One of my passions is narrative medicine and health humanities work. I’ve worked with palliative care and infectious disease physicians at WVU Medicine on story projects with patients with ALS, cancer, and HIV. COVID halted many of these projects, given the protocols needed to keep both patients and health professionals safe. However, one of the goals of our Center in the coming year is to have vibrant health humanities offerings. Together with my colleagues in WVU Libraries, we are working with a donor to establish the Shumway Family Fund for Narrative Medicine and Health Humanities. The first awardee of this fund is a collaborative team from WVU Medicine, Penn State Medicine, and WVU’s School of Education. They are working on a project that looks at “pain contracts,” or the contracts between patient and provider when a patient needs to be on a controlled substance under the care of a physician. The researchers on this team include palliative care and literacy specialists, who have been analyzing these contracts using instruments that establish reading levels.

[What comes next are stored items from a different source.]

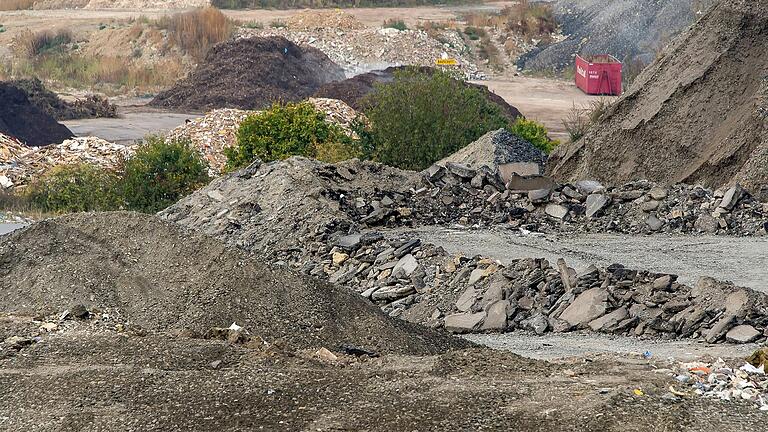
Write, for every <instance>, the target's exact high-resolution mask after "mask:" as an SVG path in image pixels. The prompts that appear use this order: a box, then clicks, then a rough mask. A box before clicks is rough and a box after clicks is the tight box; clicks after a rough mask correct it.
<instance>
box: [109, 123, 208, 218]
mask: <svg viewBox="0 0 768 432" xmlns="http://www.w3.org/2000/svg"><path fill="white" fill-rule="evenodd" d="M208 181H210V177H209V176H208V164H207V163H206V162H205V160H204V159H203V157H202V156H201V155H200V153H198V152H197V151H196V150H195V149H193V148H192V147H191V146H190V145H189V143H188V142H185V141H171V142H166V141H165V140H163V139H162V138H158V137H150V138H147V140H146V141H145V142H144V143H143V144H142V145H141V146H139V148H138V149H137V150H136V154H134V155H133V156H132V157H131V158H130V159H128V160H127V161H126V162H125V164H124V166H123V168H122V172H121V178H120V180H119V183H118V189H119V191H120V195H121V196H122V199H123V201H124V202H125V206H126V207H127V208H128V209H130V210H136V211H141V212H147V213H154V212H157V211H160V210H162V209H164V208H166V207H168V206H169V205H171V204H173V203H175V202H176V201H178V200H179V199H181V198H182V197H184V196H185V195H188V194H190V193H191V192H194V191H195V190H196V189H198V188H199V187H201V186H203V185H205V184H206V183H208Z"/></svg>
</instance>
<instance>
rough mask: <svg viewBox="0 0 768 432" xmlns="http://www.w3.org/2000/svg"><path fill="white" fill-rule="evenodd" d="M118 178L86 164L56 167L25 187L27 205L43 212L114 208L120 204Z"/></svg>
mask: <svg viewBox="0 0 768 432" xmlns="http://www.w3.org/2000/svg"><path fill="white" fill-rule="evenodd" d="M117 181H118V178H117V176H116V175H115V173H113V172H112V171H109V170H106V169H103V168H99V167H96V166H93V165H88V164H77V165H62V166H58V167H56V168H54V169H52V170H51V171H49V172H48V173H47V174H45V175H44V176H43V177H41V178H40V179H38V180H37V181H34V182H33V183H32V184H31V185H30V186H29V187H28V188H27V190H26V192H25V194H26V198H27V199H28V200H29V204H30V206H32V207H34V208H36V209H38V210H40V211H43V212H47V213H65V212H84V211H106V210H115V209H118V208H119V207H120V198H119V196H118V194H117V188H116V185H117Z"/></svg>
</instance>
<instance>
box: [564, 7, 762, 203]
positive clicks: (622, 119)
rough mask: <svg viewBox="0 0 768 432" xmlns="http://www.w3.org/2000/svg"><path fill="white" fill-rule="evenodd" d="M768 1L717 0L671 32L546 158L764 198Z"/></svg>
mask: <svg viewBox="0 0 768 432" xmlns="http://www.w3.org/2000/svg"><path fill="white" fill-rule="evenodd" d="M766 41H768V9H766V7H765V5H764V4H763V2H761V1H757V0H739V1H723V2H720V3H719V4H718V5H717V6H716V7H714V8H713V9H712V10H711V12H710V13H708V14H707V15H706V16H704V17H703V18H702V19H701V20H700V21H699V22H698V23H697V24H696V25H694V26H693V27H692V28H691V29H690V31H688V32H686V33H684V34H683V35H681V36H680V37H679V38H677V39H676V40H675V41H674V42H673V43H672V44H671V45H670V46H669V47H668V48H667V49H666V50H665V52H664V53H663V55H662V56H661V57H660V58H659V59H658V60H657V61H656V62H655V63H654V64H653V65H651V66H650V67H649V68H648V69H647V70H646V71H644V72H643V73H642V74H641V75H640V76H639V77H638V78H637V80H636V82H635V84H634V85H633V88H632V89H631V91H629V92H628V93H626V94H625V95H624V96H623V97H622V98H621V99H619V100H618V101H617V102H616V103H615V104H614V105H613V106H612V107H611V108H610V109H609V110H608V112H607V113H606V114H605V115H604V117H603V118H602V119H601V120H600V122H599V124H598V125H597V126H595V127H594V128H593V129H592V130H591V131H590V132H589V133H588V134H587V135H586V136H585V137H584V138H583V139H581V140H579V141H578V142H576V143H573V144H568V145H564V146H562V147H561V148H559V149H558V150H557V151H556V152H555V154H554V156H553V157H552V158H551V160H550V167H551V172H552V173H553V175H555V176H556V177H558V178H560V179H575V178H597V179H599V180H603V181H606V182H609V183H616V182H622V181H627V180H632V179H638V178H647V179H650V180H654V181H658V182H663V183H667V184H668V183H674V182H679V181H685V182H689V183H701V184H703V185H705V186H713V187H719V186H721V185H723V184H730V183H734V182H740V183H742V185H744V186H745V187H747V188H748V189H749V190H750V191H751V192H753V193H756V194H758V196H760V197H761V198H763V199H768V189H766V185H767V184H768V81H766V79H765V77H766V74H768V42H766Z"/></svg>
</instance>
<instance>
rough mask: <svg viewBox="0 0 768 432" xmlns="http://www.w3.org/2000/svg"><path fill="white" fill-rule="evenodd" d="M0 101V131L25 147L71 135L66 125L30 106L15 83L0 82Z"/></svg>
mask: <svg viewBox="0 0 768 432" xmlns="http://www.w3.org/2000/svg"><path fill="white" fill-rule="evenodd" d="M0 101H2V103H0V133H2V134H5V135H8V136H12V137H15V138H18V139H19V140H20V141H21V142H23V143H24V144H26V145H28V146H44V145H48V144H54V143H60V142H62V141H64V140H65V139H67V138H71V137H72V132H70V130H69V129H67V127H66V126H64V125H62V124H59V123H57V122H56V120H54V118H53V117H51V116H50V115H49V114H46V113H45V112H44V111H42V110H41V109H40V108H38V107H36V106H35V105H33V104H32V103H31V102H30V101H29V99H28V98H27V95H26V94H25V93H24V92H23V91H22V90H19V89H18V88H17V87H16V86H14V85H12V84H9V83H5V82H0Z"/></svg>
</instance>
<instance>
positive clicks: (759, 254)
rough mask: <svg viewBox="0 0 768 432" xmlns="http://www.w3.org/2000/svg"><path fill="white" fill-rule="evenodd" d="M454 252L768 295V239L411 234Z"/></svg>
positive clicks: (427, 233)
mask: <svg viewBox="0 0 768 432" xmlns="http://www.w3.org/2000/svg"><path fill="white" fill-rule="evenodd" d="M412 232H413V233H414V235H415V236H417V237H419V238H421V239H422V240H424V241H426V242H430V243H434V244H437V245H440V246H442V247H444V248H445V249H446V250H447V251H449V252H452V253H459V252H460V253H463V254H466V255H484V256H488V257H491V258H494V259H497V260H499V261H501V262H503V263H507V262H509V261H511V260H513V259H517V258H527V257H541V258H546V259H548V260H550V261H551V262H553V263H554V262H556V261H557V259H558V258H560V257H562V258H564V259H565V260H566V262H567V263H568V265H569V266H571V267H573V268H575V269H576V270H577V271H578V270H581V269H584V268H586V267H588V266H589V265H591V264H594V265H595V266H598V267H606V266H609V265H611V264H614V263H620V264H623V265H625V266H627V267H629V268H636V269H641V270H652V271H657V272H667V273H673V274H677V275H679V277H680V279H679V280H680V281H681V282H683V283H686V284H694V283H696V281H697V280H698V279H699V278H700V277H702V276H710V277H714V278H716V279H720V280H729V281H732V282H734V283H735V284H737V285H740V286H745V287H749V288H753V289H756V290H758V291H763V292H768V238H765V237H725V236H674V235H663V234H657V235H653V236H624V235H612V234H581V235H568V236H564V235H559V236H558V235H542V234H535V235H525V236H524V235H520V234H516V233H514V232H511V231H505V230H491V229H483V230H458V229H447V228H439V227H427V228H420V229H418V230H415V231H412Z"/></svg>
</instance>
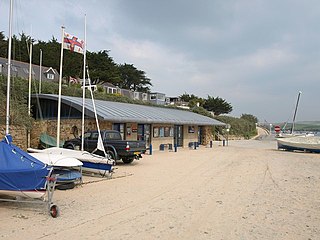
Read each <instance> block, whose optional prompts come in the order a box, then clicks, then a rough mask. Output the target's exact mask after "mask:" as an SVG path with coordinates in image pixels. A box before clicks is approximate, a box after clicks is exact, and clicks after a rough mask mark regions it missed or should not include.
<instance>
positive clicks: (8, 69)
mask: <svg viewBox="0 0 320 240" xmlns="http://www.w3.org/2000/svg"><path fill="white" fill-rule="evenodd" d="M12 6H13V0H10V13H9V44H8V76H7V111H6V135H8V134H9V123H10V79H11V44H12Z"/></svg>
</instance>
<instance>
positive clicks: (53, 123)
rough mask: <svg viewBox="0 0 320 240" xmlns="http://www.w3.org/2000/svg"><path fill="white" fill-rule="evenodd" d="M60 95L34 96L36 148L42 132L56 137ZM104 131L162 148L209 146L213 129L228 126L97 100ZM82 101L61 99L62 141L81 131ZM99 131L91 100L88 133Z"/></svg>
mask: <svg viewBox="0 0 320 240" xmlns="http://www.w3.org/2000/svg"><path fill="white" fill-rule="evenodd" d="M57 106H58V96H57V95H52V94H39V95H35V96H33V111H32V112H33V114H34V117H35V119H36V121H35V127H34V128H33V130H32V133H31V139H33V142H31V145H32V146H33V147H36V146H37V144H38V142H37V140H38V139H39V136H40V134H41V133H43V132H46V133H47V134H49V135H52V136H56V124H57ZM95 106H96V109H97V117H98V119H99V124H100V128H101V129H114V130H118V131H120V133H121V135H122V137H123V139H127V140H144V141H146V143H147V145H148V146H149V145H151V144H152V146H153V149H159V148H160V146H171V147H172V146H175V145H176V146H177V147H189V146H190V143H195V142H196V143H199V144H203V145H207V144H209V142H210V141H211V140H213V139H212V131H211V130H212V127H213V126H224V125H225V124H224V123H222V122H219V121H217V120H214V119H212V118H209V117H206V116H202V115H199V114H196V113H193V112H190V111H186V110H178V109H173V108H166V107H154V106H147V105H138V104H129V103H121V102H111V101H103V100H95ZM81 119H82V98H78V97H70V96H62V97H61V133H60V136H61V138H62V139H61V140H67V139H70V138H74V136H75V135H76V133H79V132H80V131H81ZM94 129H96V124H95V117H94V110H93V105H92V100H91V99H86V100H85V130H86V131H88V130H94Z"/></svg>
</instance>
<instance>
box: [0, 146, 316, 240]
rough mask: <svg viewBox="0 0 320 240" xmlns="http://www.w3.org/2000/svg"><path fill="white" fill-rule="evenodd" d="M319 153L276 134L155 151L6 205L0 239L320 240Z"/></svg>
mask: <svg viewBox="0 0 320 240" xmlns="http://www.w3.org/2000/svg"><path fill="white" fill-rule="evenodd" d="M319 186H320V154H308V153H292V152H285V151H278V150H277V148H276V142H275V141H271V140H264V141H258V140H243V141H229V144H228V146H225V147H223V146H219V143H215V144H214V146H213V148H205V147H201V148H200V149H197V150H194V149H192V150H190V149H183V150H180V149H179V150H178V153H175V152H168V151H165V152H160V151H155V152H153V155H145V156H144V157H143V158H142V159H141V160H140V161H135V162H134V163H133V164H131V165H124V164H121V163H119V164H118V165H117V166H116V170H115V173H114V175H113V178H112V179H109V180H106V179H101V178H92V177H85V183H84V184H83V185H82V186H78V187H76V188H74V189H71V190H66V191H62V190H56V191H55V193H54V202H55V203H56V204H57V205H58V206H59V208H60V212H61V213H60V216H59V217H58V218H56V219H54V218H51V217H50V216H49V215H48V213H47V211H46V208H45V206H44V205H39V204H36V205H35V204H32V205H30V204H25V203H6V202H0V222H1V223H0V239H11V240H12V239H59V240H62V239H109V240H110V239H131V240H132V239H148V240H149V239H183V240H186V239H190V240H191V239H305V240H309V239H320V188H319Z"/></svg>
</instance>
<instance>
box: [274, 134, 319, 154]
mask: <svg viewBox="0 0 320 240" xmlns="http://www.w3.org/2000/svg"><path fill="white" fill-rule="evenodd" d="M277 144H278V149H282V150H288V151H303V152H315V153H320V137H318V136H296V137H288V138H278V139H277Z"/></svg>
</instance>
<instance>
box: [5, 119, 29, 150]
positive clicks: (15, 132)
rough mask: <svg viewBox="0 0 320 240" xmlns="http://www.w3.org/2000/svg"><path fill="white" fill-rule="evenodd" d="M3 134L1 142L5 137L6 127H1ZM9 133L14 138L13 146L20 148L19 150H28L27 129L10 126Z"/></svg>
mask: <svg viewBox="0 0 320 240" xmlns="http://www.w3.org/2000/svg"><path fill="white" fill-rule="evenodd" d="M0 128H1V132H0V141H2V139H3V138H4V136H5V129H6V126H5V125H0ZM9 133H10V135H11V136H12V139H13V144H14V145H16V146H18V147H19V148H21V149H23V150H26V149H27V139H28V137H27V136H28V135H27V129H26V128H24V127H21V126H13V125H12V126H10V128H9Z"/></svg>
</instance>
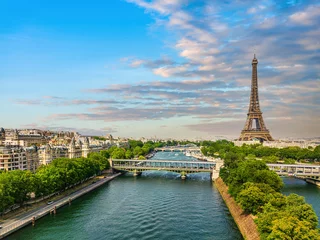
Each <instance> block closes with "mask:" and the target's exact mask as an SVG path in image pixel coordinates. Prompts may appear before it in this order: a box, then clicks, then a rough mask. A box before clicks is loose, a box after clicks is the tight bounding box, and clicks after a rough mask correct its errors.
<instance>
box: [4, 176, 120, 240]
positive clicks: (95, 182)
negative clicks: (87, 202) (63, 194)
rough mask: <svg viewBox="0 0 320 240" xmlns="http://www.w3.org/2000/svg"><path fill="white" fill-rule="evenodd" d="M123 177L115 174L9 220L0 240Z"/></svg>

They are assessing how the cultural constructs and relationships between patient and physician may be affected by these contracts. While the team is initially focusing on the implications for West Virginians, several other contracts from around the country will also be analyzed and compared. The team is presenting at conferences both in medicine and in education, as the final results will impact policy in each realm. Because the work will first focus on the standard contract used at WVU Medicine, we anticipate that the work can lead to better outcomes for West Virginians, which is exciting to consider.

I also recently helped the West Virginia Nursing Association with some writing projects focused on helping nurses deal with burnout, a increased problem as the pandemic has stretched out. In the coming year, I’ll be participating in a series of seminars as part of a Mindfulness Initiative with our Executive Dean and Vice President of the Health Sciences Center at WVU, Dr. Clay Marsh, and Dr. Jay Cole, Special Assistant to WVU President Gordon Gee. The connection between health and the humanities is one I am personally invested in, so these opportunities feel particularly exciting.

That said, I’m energized by all our initiatives and programs, and I am excited to see how they grow over the next year. If you are familiar with the Center’s offerings, then I think you’ll be excited by our robust slate of events this year. And, if you are just learning about the Center, I hope that you’ll join us in exploring the ways in which the humanities can enrich our lives.